THE RAILEIGH TIMES THURSDAY, MAY 28, 1987

Bob Langford [edited by Ellen]

There are indications I won't be here forever'

WASHINGTON, D.C.-- it's roomy, as boxes go. Pallets on the floor. Two-by-fours supporting walls covered with original art. Nice view of the White House.

It has been Ellen Thomas' home for the last three years.

Mrs. Thomas, who did most of her growing up in Burlington, and a half-dozen compatriots have vowed to stay in Lafayette Park "until there are no longer nuclear weapons."

On the other side of Pennsylvania Avenue (and the new ant-terrorist barricades), tourists wait in line to take the White House tour. From that side of the street, it's hard to tell the protesters from the winos who use the park's freshly mowed grass to sleep off the night before.

They're both just bits of local color. Things that make for good stories back in Dubuque or Dallas or Danville.

"People drive by and honk and yell," Mrs. Thomas says. "I just don't listen."

She went to Washington the administrative assistant to Jay Hair, the president of the National Wildlife Federation and a former professor at N.C. State.

Then one day, as she tells it, she was walking by Lafayette Park, dressed in her business suit and carrying her ever-present briefcase, when she says she stopped "just to talk." She never left.

"I decided I wanted to make a difference," she, says, "to have some impact."

(Hair declined to comment on Mrs. Thomas saying through a press aide that "she left for her own reasons.")

Since that day three years ago, Mrs. Thomas:

Has gone to court to ensure the group's "religious right" to stay in Lafayette Park (she produces documentation without being asked).

Has researched the history of protest in Lafayette Park (they are about 100 feet from where the suffragettes spent the winter of 1917).

Has written a play about her experiences called "Peace Park," (it gets its first public reading Wednesday).

Has written letter after letter to President and Mrs. Reagan asking them to disband this county's nuclear arsenal (the First Lady waved at her once).

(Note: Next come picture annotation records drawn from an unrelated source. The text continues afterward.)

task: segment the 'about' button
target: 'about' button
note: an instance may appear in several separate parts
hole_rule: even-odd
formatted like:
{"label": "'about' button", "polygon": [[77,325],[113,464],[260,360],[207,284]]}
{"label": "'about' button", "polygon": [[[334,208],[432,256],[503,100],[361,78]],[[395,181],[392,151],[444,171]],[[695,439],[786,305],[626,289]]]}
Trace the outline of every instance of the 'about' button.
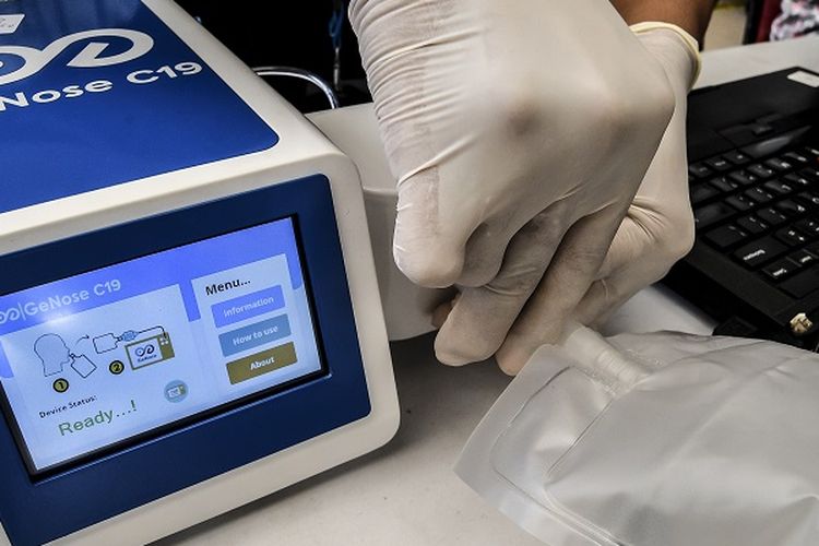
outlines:
{"label": "'about' button", "polygon": [[236,384],[292,364],[296,364],[296,346],[293,342],[228,363],[227,377],[230,384]]}

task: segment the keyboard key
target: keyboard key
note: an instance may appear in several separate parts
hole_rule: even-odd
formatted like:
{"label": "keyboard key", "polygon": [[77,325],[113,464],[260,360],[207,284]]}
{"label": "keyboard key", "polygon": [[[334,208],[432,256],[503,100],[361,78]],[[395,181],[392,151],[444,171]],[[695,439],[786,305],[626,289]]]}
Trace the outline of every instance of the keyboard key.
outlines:
{"label": "keyboard key", "polygon": [[701,183],[691,188],[691,203],[702,203],[703,201],[708,201],[709,199],[715,198],[719,194],[720,192],[713,186]]}
{"label": "keyboard key", "polygon": [[753,201],[751,201],[745,195],[732,195],[728,199],[726,199],[725,202],[740,212],[747,211],[748,209],[753,206]]}
{"label": "keyboard key", "polygon": [[737,225],[752,235],[759,235],[768,229],[768,224],[756,216],[745,216],[736,221]]}
{"label": "keyboard key", "polygon": [[794,224],[800,232],[810,237],[819,237],[819,222],[810,218],[800,219]]}
{"label": "keyboard key", "polygon": [[723,170],[731,170],[734,167],[731,163],[728,163],[727,159],[723,157],[712,157],[711,159],[705,162],[705,165],[716,170],[717,173],[722,173]]}
{"label": "keyboard key", "polygon": [[806,169],[799,170],[799,175],[804,176],[805,178],[807,178],[811,182],[819,181],[819,170],[817,170],[817,169],[815,169],[812,167],[808,167]]}
{"label": "keyboard key", "polygon": [[705,235],[705,239],[720,250],[732,247],[747,237],[748,234],[732,225],[717,227]]}
{"label": "keyboard key", "polygon": [[817,195],[816,193],[811,193],[809,191],[803,191],[802,193],[799,193],[798,197],[802,201],[805,201],[805,203],[808,206],[810,205],[819,206],[819,195]]}
{"label": "keyboard key", "polygon": [[779,157],[771,157],[764,163],[764,165],[765,167],[772,170],[778,170],[780,173],[784,173],[786,170],[791,170],[792,168],[794,168],[794,166],[791,163],[784,159],[780,159]]}
{"label": "keyboard key", "polygon": [[816,256],[811,254],[807,250],[797,250],[796,252],[788,254],[787,259],[803,266],[812,265],[817,261]]}
{"label": "keyboard key", "polygon": [[788,186],[780,180],[768,180],[762,185],[762,187],[769,191],[779,193],[780,195],[787,195],[788,193],[794,191],[793,186]]}
{"label": "keyboard key", "polygon": [[745,195],[759,204],[764,204],[773,199],[773,195],[768,193],[762,188],[751,188],[745,192]]}
{"label": "keyboard key", "polygon": [[776,260],[772,264],[762,269],[762,272],[768,275],[772,281],[782,281],[783,278],[791,276],[799,269],[799,265],[792,262],[791,260]]}
{"label": "keyboard key", "polygon": [[810,268],[797,273],[782,283],[780,287],[795,298],[804,298],[819,288],[819,268]]}
{"label": "keyboard key", "polygon": [[723,154],[723,157],[728,159],[734,165],[745,165],[746,163],[750,162],[750,157],[741,152],[728,152],[727,154]]}
{"label": "keyboard key", "polygon": [[771,178],[774,175],[773,170],[758,163],[755,163],[753,165],[748,166],[746,170],[750,173],[751,175],[756,176],[757,178],[761,178],[763,180],[765,178]]}
{"label": "keyboard key", "polygon": [[759,211],[757,211],[757,216],[759,216],[765,224],[770,224],[772,226],[779,226],[787,219],[781,212],[771,207],[760,209]]}
{"label": "keyboard key", "polygon": [[800,234],[793,227],[780,229],[776,232],[776,238],[788,247],[802,247],[808,241],[807,236]]}
{"label": "keyboard key", "polygon": [[736,211],[725,203],[712,203],[710,205],[700,206],[693,213],[695,225],[697,226],[697,229],[703,229],[711,224],[721,222],[734,214],[736,214]]}
{"label": "keyboard key", "polygon": [[782,156],[785,161],[794,163],[796,165],[806,165],[810,159],[806,155],[799,152],[788,152]]}
{"label": "keyboard key", "polygon": [[774,206],[785,216],[798,216],[799,214],[805,214],[806,212],[808,212],[807,206],[790,199],[780,201]]}
{"label": "keyboard key", "polygon": [[728,178],[737,182],[739,186],[750,186],[759,181],[759,177],[751,175],[745,170],[737,170],[728,175]]}
{"label": "keyboard key", "polygon": [[693,165],[688,167],[688,174],[692,177],[699,179],[708,178],[712,175],[711,169],[704,166],[701,163],[695,163]]}
{"label": "keyboard key", "polygon": [[786,251],[786,246],[769,236],[739,248],[739,250],[734,252],[734,257],[744,263],[746,268],[753,269],[770,262]]}
{"label": "keyboard key", "polygon": [[728,180],[724,176],[716,177],[713,180],[709,182],[711,186],[716,188],[717,190],[722,191],[723,193],[727,193],[729,191],[734,191],[735,189],[739,188],[739,185],[733,180]]}
{"label": "keyboard key", "polygon": [[799,187],[810,186],[810,180],[805,178],[804,176],[799,176],[796,173],[791,173],[790,175],[785,175],[784,180],[786,183],[791,183]]}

She looks like a dated photograph. Like someone you'd see thumbing through a 20-year-old issue of Life magazine, right down to the headband with the button, save for the five felt-tip pens that hang from her necklace. "This way I always have a pen when someone wants to sign the Petition."

The group hopes that if they get enough signatures, things might change.

"We have a lot of people come over every day," she says. "There used to at least four times more when we had larger signs. But they made us [make] smaller ones."

(Yes, even the protesters across from the White House have to contend with sign ordinances.)

Along with her nuclear arms petition, she holds another with the headline "Meese, Bush, Reagan, impeach them all."

When asked about it, Mrs. Thomas quickly points out: "Oh [I'm] not in favor of impeachment," she says. "I'm holding these for another guy."

Mrs. Thomas wasn't involved in campus protests at Western Carolina University in the late '60s. But, she says, she isn't trying is recapture a lost youth.

This, she says with religious conviction, "is the reason I was born."

She has a daughter [in the military, and a son headed for] UNC-Greensboro, [] who gets out of high school in Burlington next week. What do the kids think about what mom is doing?

"They're glad I'm happy," she says with a smile. "But," she continues, "I'm doing this to save my children from nuclear obliteration."

So, how long until she goes back to the briefcase?

"Well," she says, ["thanks to arms control effort,] lately there are indications that I won't be here the rest of my life."